Accurately balancing supply and demand management, optimizing inventory levels, and forecasting future needs is challenging. Multiple internal and external factors impact every part of the supply chain—understanding these risks, and mitigating them, will boost the accuracy and reliability of logistics forecasting.
Here are five ways organizations can leverage reliable forecasting as a fundamental engine for business growth:
Consumers expect products to be available when and where they want them, and next-day delivery is becoming the standard. Up to 69% of consumers are much less or less likely to shop with a retailer in the future if an item they purchased is not delivered within two days of the date promised. Consumer expectations are even higher during peak shopping periods, with 86% of shoppers reporting increased expectations for their retail deliveries over the holidays.
Retailers must continue to plan to meet rising consumer demands. Efficient forecasting means you can lower lead times and get products closer to consumers for faster distribution – and happier customers.
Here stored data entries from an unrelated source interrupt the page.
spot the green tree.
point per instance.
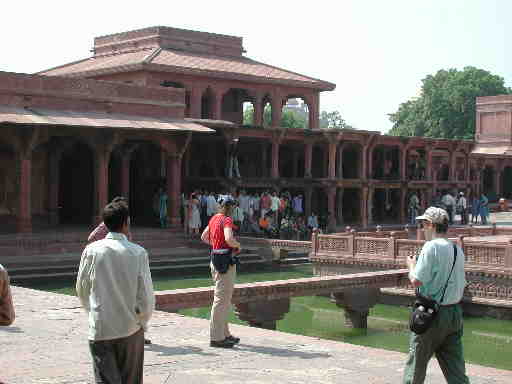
(332, 120)
(446, 107)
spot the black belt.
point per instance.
(449, 305)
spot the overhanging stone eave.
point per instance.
(240, 77)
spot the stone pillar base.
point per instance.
(356, 319)
(263, 313)
(356, 302)
(24, 225)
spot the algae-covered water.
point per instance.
(486, 341)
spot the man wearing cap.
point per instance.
(461, 208)
(430, 272)
(219, 236)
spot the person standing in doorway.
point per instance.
(162, 208)
(7, 314)
(484, 208)
(115, 288)
(219, 236)
(439, 274)
(475, 209)
(448, 203)
(194, 215)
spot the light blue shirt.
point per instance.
(433, 268)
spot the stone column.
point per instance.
(371, 193)
(364, 164)
(331, 207)
(332, 160)
(403, 205)
(497, 181)
(403, 168)
(277, 106)
(339, 206)
(429, 175)
(339, 165)
(275, 159)
(314, 111)
(363, 209)
(308, 158)
(308, 193)
(370, 162)
(264, 159)
(102, 158)
(24, 216)
(295, 167)
(174, 188)
(196, 95)
(125, 174)
(356, 303)
(263, 313)
(258, 110)
(217, 103)
(53, 185)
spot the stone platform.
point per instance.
(47, 344)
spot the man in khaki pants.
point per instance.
(6, 307)
(219, 235)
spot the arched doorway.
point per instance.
(488, 182)
(506, 182)
(351, 160)
(146, 177)
(76, 185)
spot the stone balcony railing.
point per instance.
(263, 303)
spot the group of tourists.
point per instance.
(454, 205)
(265, 213)
(115, 288)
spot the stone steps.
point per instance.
(67, 269)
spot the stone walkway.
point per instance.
(47, 344)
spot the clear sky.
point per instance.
(375, 51)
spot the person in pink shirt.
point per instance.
(265, 203)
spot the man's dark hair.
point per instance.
(115, 215)
(442, 227)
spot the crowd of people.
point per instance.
(115, 287)
(454, 205)
(267, 214)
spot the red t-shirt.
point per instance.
(216, 229)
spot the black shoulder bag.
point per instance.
(424, 310)
(222, 259)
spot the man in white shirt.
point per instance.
(115, 288)
(211, 207)
(449, 204)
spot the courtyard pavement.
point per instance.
(47, 344)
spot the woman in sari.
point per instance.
(484, 208)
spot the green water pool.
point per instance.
(486, 341)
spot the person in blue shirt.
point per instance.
(430, 273)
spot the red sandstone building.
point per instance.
(163, 104)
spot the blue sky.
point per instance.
(375, 51)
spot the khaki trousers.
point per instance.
(224, 285)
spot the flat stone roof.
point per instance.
(47, 344)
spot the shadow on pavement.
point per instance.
(163, 350)
(288, 352)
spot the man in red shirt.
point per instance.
(219, 235)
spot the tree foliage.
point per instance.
(332, 120)
(446, 107)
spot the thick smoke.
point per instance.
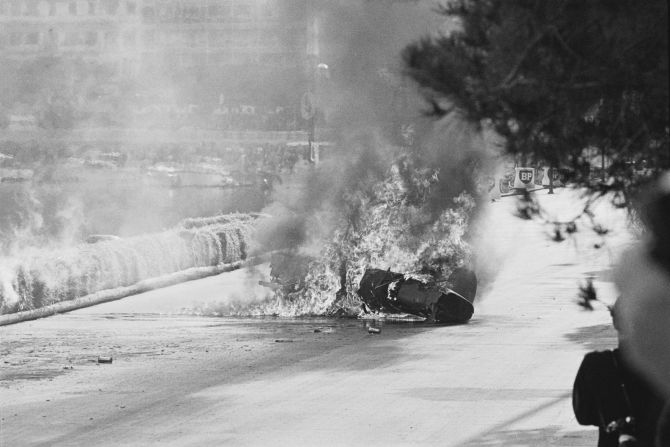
(398, 190)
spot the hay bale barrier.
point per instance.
(201, 246)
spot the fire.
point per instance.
(389, 226)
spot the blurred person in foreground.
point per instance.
(643, 310)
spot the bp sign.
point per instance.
(524, 177)
(307, 106)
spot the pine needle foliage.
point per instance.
(556, 77)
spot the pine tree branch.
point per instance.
(505, 84)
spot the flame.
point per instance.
(389, 227)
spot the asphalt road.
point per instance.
(181, 379)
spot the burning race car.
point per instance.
(383, 290)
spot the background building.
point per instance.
(221, 64)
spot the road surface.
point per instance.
(179, 379)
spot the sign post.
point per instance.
(308, 111)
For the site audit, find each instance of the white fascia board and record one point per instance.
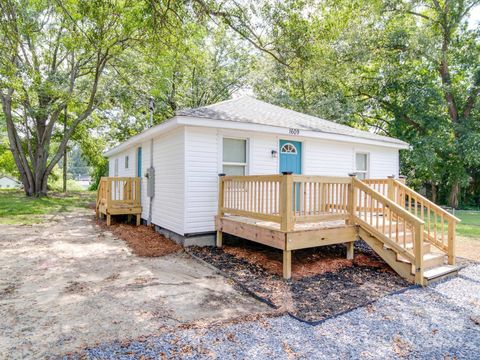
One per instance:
(144, 136)
(269, 129)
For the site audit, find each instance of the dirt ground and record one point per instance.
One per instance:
(468, 248)
(324, 283)
(67, 284)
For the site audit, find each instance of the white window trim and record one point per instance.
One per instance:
(247, 154)
(285, 152)
(366, 172)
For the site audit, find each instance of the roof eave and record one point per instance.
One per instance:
(144, 135)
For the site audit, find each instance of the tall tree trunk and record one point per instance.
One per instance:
(65, 153)
(454, 193)
(434, 193)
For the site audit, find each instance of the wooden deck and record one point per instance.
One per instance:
(291, 212)
(118, 196)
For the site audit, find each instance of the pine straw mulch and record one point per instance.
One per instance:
(323, 283)
(143, 240)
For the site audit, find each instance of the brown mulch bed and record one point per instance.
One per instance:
(323, 283)
(143, 240)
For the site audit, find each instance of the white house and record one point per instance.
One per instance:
(236, 137)
(8, 182)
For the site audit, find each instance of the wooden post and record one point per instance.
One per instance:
(220, 213)
(351, 199)
(391, 188)
(109, 201)
(137, 191)
(350, 246)
(286, 202)
(451, 241)
(287, 264)
(418, 252)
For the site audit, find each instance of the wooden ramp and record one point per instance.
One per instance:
(289, 212)
(118, 196)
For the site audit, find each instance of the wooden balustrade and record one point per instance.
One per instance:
(385, 209)
(118, 195)
(285, 199)
(439, 224)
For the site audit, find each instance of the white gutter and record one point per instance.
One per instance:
(270, 129)
(237, 125)
(145, 135)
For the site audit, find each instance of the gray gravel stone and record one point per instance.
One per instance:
(429, 323)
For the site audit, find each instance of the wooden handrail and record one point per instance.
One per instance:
(389, 203)
(426, 201)
(285, 199)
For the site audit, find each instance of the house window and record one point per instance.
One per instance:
(288, 148)
(361, 165)
(234, 156)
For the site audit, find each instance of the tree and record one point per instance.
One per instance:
(53, 54)
(407, 69)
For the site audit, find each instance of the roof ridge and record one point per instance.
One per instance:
(229, 101)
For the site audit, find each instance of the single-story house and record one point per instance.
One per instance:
(8, 182)
(243, 136)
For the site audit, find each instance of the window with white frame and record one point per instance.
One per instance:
(288, 148)
(361, 165)
(234, 156)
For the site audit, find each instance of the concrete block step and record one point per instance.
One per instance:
(440, 272)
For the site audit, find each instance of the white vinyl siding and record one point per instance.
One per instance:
(362, 165)
(203, 147)
(119, 162)
(188, 160)
(168, 159)
(234, 156)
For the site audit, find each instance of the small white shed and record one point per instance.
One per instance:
(243, 136)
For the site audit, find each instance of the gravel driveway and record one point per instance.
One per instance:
(66, 284)
(438, 322)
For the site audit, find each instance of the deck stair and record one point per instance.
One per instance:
(118, 196)
(436, 263)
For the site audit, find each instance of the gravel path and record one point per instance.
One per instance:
(439, 322)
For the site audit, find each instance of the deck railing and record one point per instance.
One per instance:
(439, 226)
(401, 218)
(285, 199)
(387, 220)
(114, 191)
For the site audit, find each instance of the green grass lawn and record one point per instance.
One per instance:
(16, 208)
(470, 225)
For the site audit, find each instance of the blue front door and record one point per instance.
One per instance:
(291, 160)
(139, 162)
(291, 156)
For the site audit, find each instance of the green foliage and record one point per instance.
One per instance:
(407, 69)
(16, 209)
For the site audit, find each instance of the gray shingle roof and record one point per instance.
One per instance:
(250, 110)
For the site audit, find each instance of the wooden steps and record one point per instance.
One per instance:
(434, 267)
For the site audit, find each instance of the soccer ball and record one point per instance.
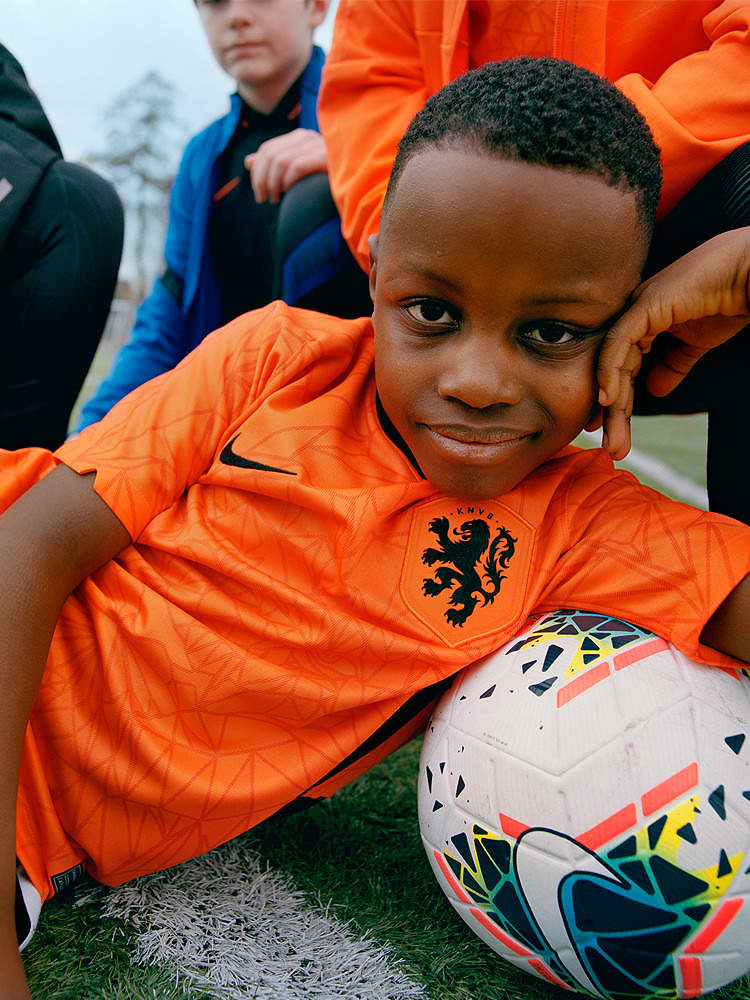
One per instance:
(584, 800)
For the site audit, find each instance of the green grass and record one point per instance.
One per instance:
(361, 850)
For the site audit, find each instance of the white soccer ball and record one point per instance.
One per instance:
(584, 800)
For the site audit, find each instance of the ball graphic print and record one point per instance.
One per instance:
(584, 800)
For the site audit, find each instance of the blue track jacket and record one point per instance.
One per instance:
(165, 329)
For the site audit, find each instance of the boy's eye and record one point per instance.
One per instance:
(552, 333)
(431, 312)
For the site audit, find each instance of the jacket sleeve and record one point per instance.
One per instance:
(373, 85)
(699, 108)
(158, 340)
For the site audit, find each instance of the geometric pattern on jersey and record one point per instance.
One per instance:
(258, 633)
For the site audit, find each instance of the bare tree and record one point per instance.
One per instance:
(142, 146)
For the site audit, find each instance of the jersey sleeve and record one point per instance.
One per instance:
(698, 109)
(161, 438)
(373, 85)
(642, 557)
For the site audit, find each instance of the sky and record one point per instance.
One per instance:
(79, 55)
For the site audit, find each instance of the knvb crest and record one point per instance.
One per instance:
(475, 556)
(466, 567)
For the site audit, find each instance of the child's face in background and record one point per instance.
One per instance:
(493, 283)
(261, 43)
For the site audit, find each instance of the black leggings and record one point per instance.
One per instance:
(58, 269)
(314, 267)
(717, 384)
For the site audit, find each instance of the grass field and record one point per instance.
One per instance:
(357, 857)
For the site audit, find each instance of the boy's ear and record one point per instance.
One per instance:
(372, 243)
(317, 12)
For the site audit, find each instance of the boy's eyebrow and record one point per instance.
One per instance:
(424, 270)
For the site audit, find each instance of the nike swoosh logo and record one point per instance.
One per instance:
(230, 457)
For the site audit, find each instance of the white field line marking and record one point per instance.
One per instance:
(660, 472)
(226, 924)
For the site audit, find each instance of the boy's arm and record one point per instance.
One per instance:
(696, 303)
(728, 629)
(54, 536)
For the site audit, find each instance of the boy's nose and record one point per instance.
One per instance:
(240, 11)
(481, 373)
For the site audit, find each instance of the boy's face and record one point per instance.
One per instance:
(263, 44)
(493, 283)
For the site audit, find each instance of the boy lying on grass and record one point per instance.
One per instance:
(248, 582)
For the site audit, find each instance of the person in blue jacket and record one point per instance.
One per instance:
(251, 217)
(61, 229)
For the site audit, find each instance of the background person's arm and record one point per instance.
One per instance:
(373, 85)
(693, 305)
(51, 538)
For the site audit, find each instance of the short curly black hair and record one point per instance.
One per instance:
(543, 111)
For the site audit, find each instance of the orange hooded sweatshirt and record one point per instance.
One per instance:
(684, 63)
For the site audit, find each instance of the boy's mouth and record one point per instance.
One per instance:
(476, 444)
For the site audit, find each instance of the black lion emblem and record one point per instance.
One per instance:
(463, 551)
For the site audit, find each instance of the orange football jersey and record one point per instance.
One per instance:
(296, 594)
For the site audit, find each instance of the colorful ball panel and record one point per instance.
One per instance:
(584, 800)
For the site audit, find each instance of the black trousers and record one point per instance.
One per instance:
(314, 269)
(717, 384)
(58, 269)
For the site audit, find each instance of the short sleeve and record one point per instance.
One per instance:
(162, 437)
(661, 564)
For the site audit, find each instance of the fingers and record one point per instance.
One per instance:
(281, 162)
(624, 345)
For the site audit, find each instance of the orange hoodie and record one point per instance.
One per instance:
(684, 63)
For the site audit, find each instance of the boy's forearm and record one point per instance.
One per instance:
(728, 629)
(54, 536)
(28, 613)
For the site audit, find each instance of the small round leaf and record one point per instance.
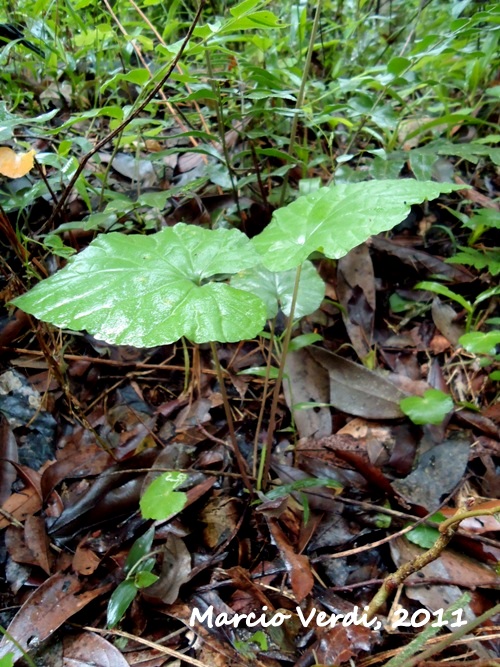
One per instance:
(161, 500)
(431, 408)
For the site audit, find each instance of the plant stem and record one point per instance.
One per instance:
(396, 578)
(279, 380)
(447, 530)
(263, 407)
(301, 95)
(118, 130)
(230, 424)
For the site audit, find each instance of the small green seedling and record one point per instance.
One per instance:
(431, 408)
(425, 536)
(152, 290)
(137, 568)
(481, 343)
(161, 500)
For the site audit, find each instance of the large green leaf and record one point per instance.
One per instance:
(276, 289)
(334, 220)
(152, 290)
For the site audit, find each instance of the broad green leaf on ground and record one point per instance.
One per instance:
(431, 408)
(334, 220)
(152, 290)
(276, 289)
(424, 536)
(161, 500)
(478, 342)
(120, 600)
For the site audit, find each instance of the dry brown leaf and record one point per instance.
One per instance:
(15, 165)
(56, 600)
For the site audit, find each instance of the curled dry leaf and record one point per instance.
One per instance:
(56, 600)
(358, 391)
(15, 165)
(88, 648)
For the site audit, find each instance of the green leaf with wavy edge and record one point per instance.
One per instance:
(335, 219)
(152, 290)
(300, 484)
(276, 289)
(478, 342)
(161, 500)
(431, 408)
(437, 288)
(144, 578)
(304, 340)
(120, 600)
Consumers have never had more choices, and ensuring the availability of both new and existing products gives you a significant competitive advantage. Forecasting allows you to manage and mitigate risks to supply and demand across your product portfolio.
Forecasting is also a key consideration when launching new products. Per the Institute of Business Forecasting, about 17% of companies’ sales revenue now comes from new products. Forecasting new products can be difficult because there is no historical data. Create scenarios incorporating different assumptions.
Consistent, reliable forecasting allows supply chain leaders to maximize efficiency. This leads to less waste, lower operational costs, and an improved bottom line. In fact, for Consumer-Packaged Goods companies, reducing over-forecasting error by 1% could lead to an average of $3.52 million a year.
Additionally, reliable forecasting decreases the percentage of inventory that may be sold at a discount or be made obsolete. This means every dollar spent on inventory is spent more profitably.
"A 15% improvement in forecasting accuracy can deliver a 3% or better improvement to the bottom line" according to the Institute of Business Forecasting and Planning
Enterprises are increasingly embracing omnichannel approaches, offering seamless customer experiences. Omnichannel provides more channels for customers to discover, embrace, and purchase brands’ products. For brands accelerating omnichannel strategies, however, each new route to market will require unique forecasting and distribution approaches. Customers expect speed, flexibility, transparency, and reliability from brands. Forecasting and staging inventory effectively is critical, making a strong understanding of current inventory across the supply chain a requirement.
Supply chains are becoming increasingly global, resulting in a potentially fragile network that can be easily disrupted by events like the Suez Canal blockage or the COVID-19 pandemic. Forecasting helps you plan for contingencies to avoid these issues.
If your brand is reevaluating a global supply chain strategy, it is highly valuable to partner with supply chain experts to drive success across a diverse supply chain.
Business strategy relies on solid forecasts of likely future supply and demand. Good modeling supports stronger, more confident planning and strategy. In addition to these improvements, good forecasting also enhances your logistics and supply chain in more subtle ways. It adds discipline to your data collection processes, requires you to audit what works and what doesn’t, and encourages stakeholders to re-examine the most critical parts of the supply chain network.
Logistics forecasting isn’t easy, but it is possible through a deep understanding of necessary changes, and the resources and commitment to drive change.